Release Date: October 16, 2015
Director: Lenny Abrahamson
Novel by: Emma Donoghue
Screenplay by: Emma Donoghue
Cast: Brie Larson, Jacob Tremblay, Joan Allen, Sean Bridgers, William H. Macy
Let’s admit this- award season films have overwhelmingly been just ‘okay’ movies. Other than Fury Road or Inside Out, the highest placing movie is Spotlight, scratching the Top30 [at time of posting], while the rest float around just below the Top60, and some others don’t even dance around the Top100. Room, a Canadian-Ireland co-production, is one of the good ones that has maintained its place on the Top10 since the end of 2015.
So~ Yay, Canadian cinema!
Adapted by Emma Donoghue from her own novel, Room chronicles the lives of Jack (Tremblay) and Ma (Larson), a boy and his mother who have spent five years of their existence (in Jack’s case, his whole life) trapped in an equipped garden shed in the middle of who-knows-where, which is simply known as Room.
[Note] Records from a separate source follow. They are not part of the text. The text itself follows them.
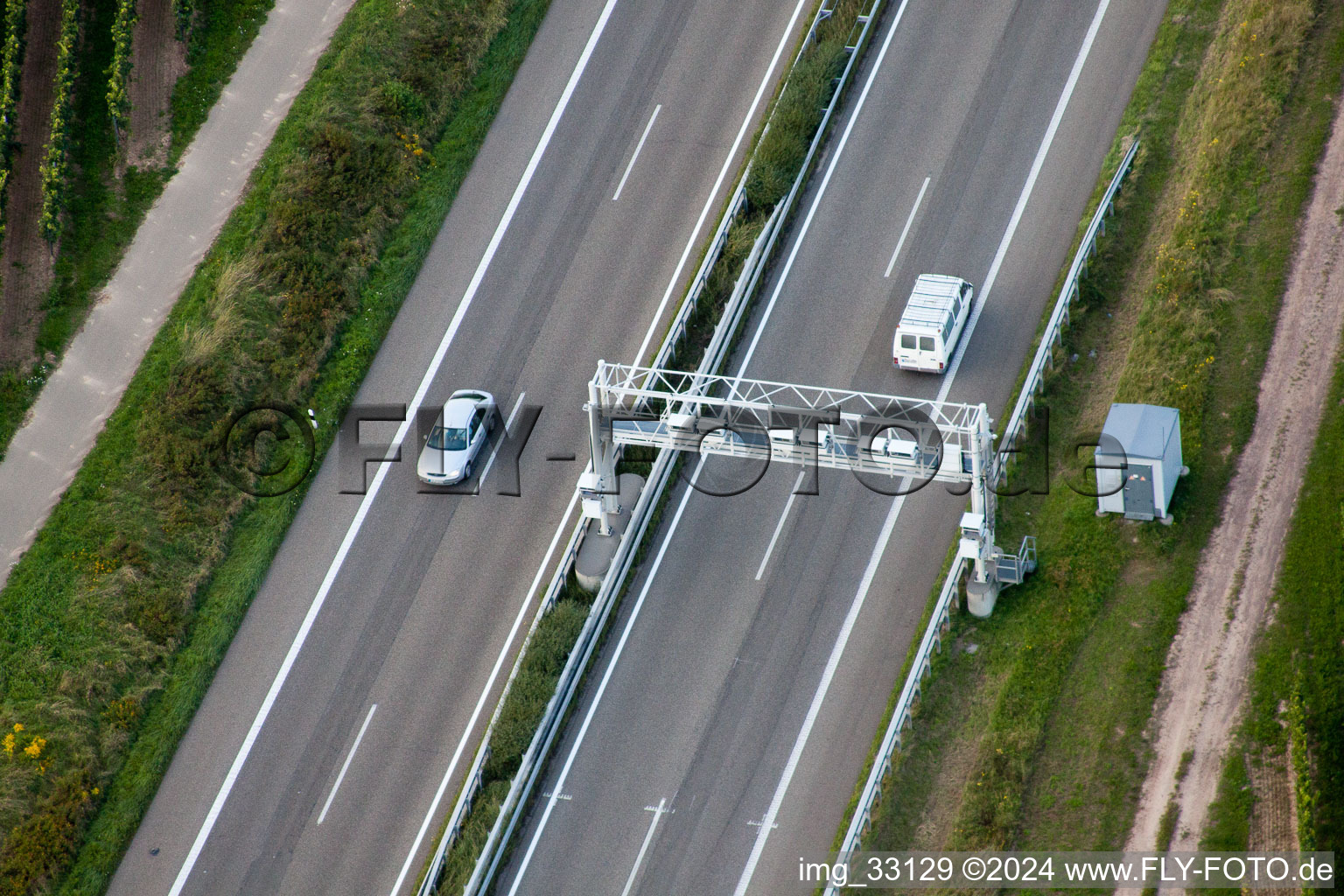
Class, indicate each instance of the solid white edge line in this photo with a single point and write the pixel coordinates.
(644, 848)
(356, 524)
(718, 183)
(822, 687)
(512, 416)
(346, 765)
(906, 230)
(825, 182)
(819, 697)
(779, 526)
(486, 692)
(686, 496)
(601, 690)
(637, 148)
(1026, 192)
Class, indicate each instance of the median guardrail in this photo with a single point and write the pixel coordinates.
(941, 618)
(717, 351)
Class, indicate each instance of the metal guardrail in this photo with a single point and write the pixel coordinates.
(932, 641)
(473, 782)
(714, 356)
(752, 271)
(1060, 316)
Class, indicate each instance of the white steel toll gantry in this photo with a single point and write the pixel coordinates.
(894, 444)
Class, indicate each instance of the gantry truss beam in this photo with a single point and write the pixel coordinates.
(825, 427)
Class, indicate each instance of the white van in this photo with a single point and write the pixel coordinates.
(932, 323)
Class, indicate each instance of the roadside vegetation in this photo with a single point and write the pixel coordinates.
(93, 213)
(1032, 731)
(115, 621)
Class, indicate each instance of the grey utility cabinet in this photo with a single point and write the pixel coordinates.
(1138, 461)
In there, Ma has made sure that Jack leads as normal a life as possible, until they manage to reunite with Ma’s family.
The biggest strength in the film is that it’s not a horror survival tale nor a thrilling escape story, but a character study with great acting. Brie Larson, who is poised to take home a well-deserved Best Actress in the upcoming edition of the Academy Awards (after Golden Globes and Critics’ Choice wins, a Hollywood Reporter profile, ahead of a possible Screen Actors Guild win and a BAFTA showing), takes charge of the claustrophobic story as the cold-headed Ma, who somehow created this enclosed world that kept hers and her son’s sanity. It all begins to fall apart for her when she’s confronted with her father (Macy) at the dinner table, which also included her mother (Allen). It’s the best scene in the whole movie; though Macy later disappears to be never heard of again, the incident paints these characters as real people. As the mother that spent five years locked up in a “cell” with her son, and as a father whose daughter was taken away and violated, it’s a delicate situation for both.
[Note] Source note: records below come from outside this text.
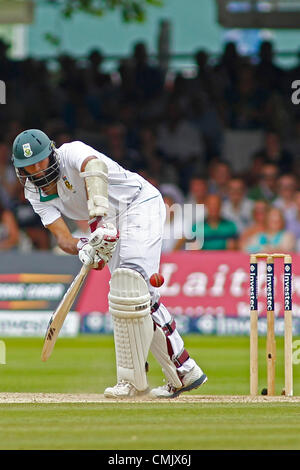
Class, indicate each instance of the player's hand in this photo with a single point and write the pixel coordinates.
(104, 239)
(99, 247)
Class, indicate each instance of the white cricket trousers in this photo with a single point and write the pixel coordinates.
(139, 247)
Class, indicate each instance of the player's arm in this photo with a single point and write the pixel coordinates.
(64, 238)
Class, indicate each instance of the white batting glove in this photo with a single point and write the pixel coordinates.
(99, 246)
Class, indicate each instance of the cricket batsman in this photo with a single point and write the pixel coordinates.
(83, 184)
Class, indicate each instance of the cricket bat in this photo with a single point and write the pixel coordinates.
(57, 319)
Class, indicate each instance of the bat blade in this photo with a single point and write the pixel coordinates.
(58, 317)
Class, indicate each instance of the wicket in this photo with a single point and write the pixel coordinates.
(271, 339)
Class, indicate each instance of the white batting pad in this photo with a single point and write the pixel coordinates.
(159, 350)
(129, 305)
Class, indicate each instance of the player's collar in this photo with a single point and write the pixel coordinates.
(47, 198)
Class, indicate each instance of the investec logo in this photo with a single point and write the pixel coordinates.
(287, 287)
(253, 293)
(270, 287)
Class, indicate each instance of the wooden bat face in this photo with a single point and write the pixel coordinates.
(58, 317)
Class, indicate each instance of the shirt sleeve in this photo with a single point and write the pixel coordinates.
(77, 152)
(47, 213)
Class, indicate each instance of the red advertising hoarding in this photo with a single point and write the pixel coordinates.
(205, 282)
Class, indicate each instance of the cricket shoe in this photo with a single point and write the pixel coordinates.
(123, 389)
(191, 380)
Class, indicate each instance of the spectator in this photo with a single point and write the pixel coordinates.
(273, 152)
(154, 159)
(8, 180)
(116, 147)
(173, 228)
(177, 138)
(237, 207)
(148, 79)
(287, 187)
(29, 223)
(267, 187)
(268, 74)
(9, 232)
(259, 214)
(220, 175)
(275, 238)
(217, 233)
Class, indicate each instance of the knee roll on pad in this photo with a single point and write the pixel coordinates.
(159, 349)
(129, 305)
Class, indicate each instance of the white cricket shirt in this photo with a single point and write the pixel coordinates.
(124, 187)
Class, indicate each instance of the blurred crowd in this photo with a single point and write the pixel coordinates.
(170, 129)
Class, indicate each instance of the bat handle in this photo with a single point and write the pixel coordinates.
(93, 223)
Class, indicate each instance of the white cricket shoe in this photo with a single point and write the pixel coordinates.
(191, 380)
(123, 389)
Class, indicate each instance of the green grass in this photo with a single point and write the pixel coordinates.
(87, 365)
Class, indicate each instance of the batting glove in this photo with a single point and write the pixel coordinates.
(99, 247)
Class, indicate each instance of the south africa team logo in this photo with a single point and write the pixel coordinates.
(27, 150)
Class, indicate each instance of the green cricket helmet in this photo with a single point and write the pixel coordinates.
(29, 148)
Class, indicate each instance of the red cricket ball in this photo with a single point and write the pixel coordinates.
(156, 280)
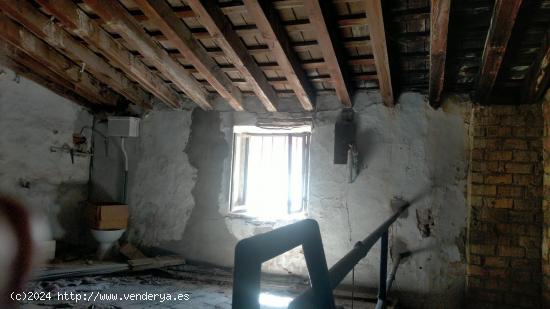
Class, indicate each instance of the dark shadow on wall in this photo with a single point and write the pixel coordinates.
(207, 151)
(71, 198)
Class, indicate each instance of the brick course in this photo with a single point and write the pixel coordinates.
(505, 197)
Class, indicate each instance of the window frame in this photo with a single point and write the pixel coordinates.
(238, 206)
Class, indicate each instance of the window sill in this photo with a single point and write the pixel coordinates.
(258, 220)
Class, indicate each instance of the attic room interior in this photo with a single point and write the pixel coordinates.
(275, 154)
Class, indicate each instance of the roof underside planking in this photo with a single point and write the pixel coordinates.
(129, 51)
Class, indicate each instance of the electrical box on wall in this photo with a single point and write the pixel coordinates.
(123, 126)
(344, 136)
The revelation of Room, however, is Jacob Tremblay, who is as much a lead actor as Larson was. So where is his Oscar nomination? If we all gave (applauded… and maybe danced to) Abigail Breslin’s Little Miss Sunshine role so much critical acclaim, where is Tremblay’s? The kid leads the second half of the film, after Ma suffers her emotional breakdown. The only fault of the project is that it’s difficult to explain the inner-workings of a character, so Jack’s easy-adjust seems a bit mechanical. If we see the ugly downward spiral of Ma’s depression after she leaves Room, it stops being a film about the triumph of the human spirit, though.
Overall, it’s gripping and emotional drama, which we haven’t seen much this year.